According to aid officials, Cambodians in areas under the government's control generally see resigned to having no choice in determining their affairs for the foreseeable future.
However, the officials detect a certain acceptance by Cambodians of the Henge Sarin government, which so far has shown itself to be much less severe and doctrinaire than Hanoi's administration in Vietnam. The government's strongman, Council of Ministers President Pen Sovan, has encouraged the establishment of a free market in Phnom Penh, where commerce was destroyed when the Khmer Rouge drove out the city's inhabitants in 1975.
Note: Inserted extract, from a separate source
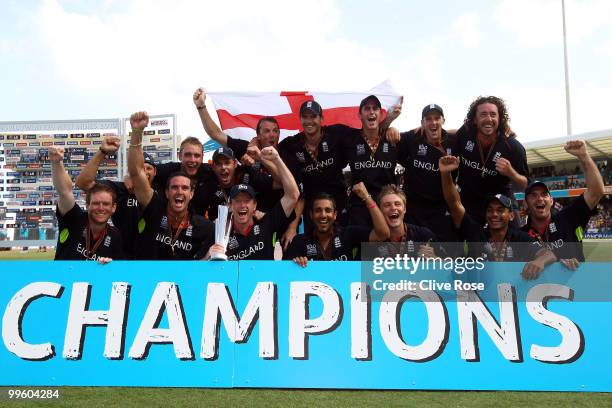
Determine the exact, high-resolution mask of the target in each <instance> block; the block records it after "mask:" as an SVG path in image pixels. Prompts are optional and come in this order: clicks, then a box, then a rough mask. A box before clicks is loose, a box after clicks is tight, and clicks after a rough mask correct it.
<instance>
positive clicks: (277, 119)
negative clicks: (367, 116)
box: [207, 81, 400, 140]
Although there are indications that the free market may be only a temporary measure until the government can restablish state-run enterprises, the shops and stalls currently appear to be thriving. A food market is well supplied with various goods including vegetables, meat, rice and even cookies, and hundreds of other stalls sell products ranging from nuts and bolts to cosmetics. Most of the merchandise is smuggled from Thailand.
However, prices are high compared to the average salary of 100 riels ($25) a month. For example, beef is 20 riels ($5) a kilo (2.2 pounds) and pork costs 25 riels ($6.25) a kilo. Rice is relatively inexpensive at 2 riels (50 cents) a kilo. The new currency introduced by the government -- Pol Pot had abolished the entire monetary and banking system -- is widely used here.
Other points in the government's favor have been in efforts to restore health care and Cambodian culture. Hundreds of Cambodians flock to a newly opened theater every evening to see a 14th century play featuring traditional music and dancing.
According to aid officials, Cambodians appear less enthusiastic about lengthy "political education" sessions that the government requires them to attend, often at the expense of time at key jobs such as hospital work. Cambodians at one hospital here reportedly spend an average of 10 days a month in the courses, and some employees are obliged to attend for three months at a stretch.
Last year there were reports of disappearances of some Cambodians who never returned from polticial education courses, but these reports are much less frequent now, and Cambodians here generally are less frightened of the government than they were 10 months ago, one Western official said.
Any Western residents here have done much soul-searching about the international opposition to the Phnom Penh government and the Vietnamese occupation. Most seem to have come to the conclusion that, as one American put it, Hanoi's presence here "is a marriage between Vietnam's vested interests and Kampuchean interests." He said that on his return to the United States, he would tell his friends, "We ought to leave these people alone."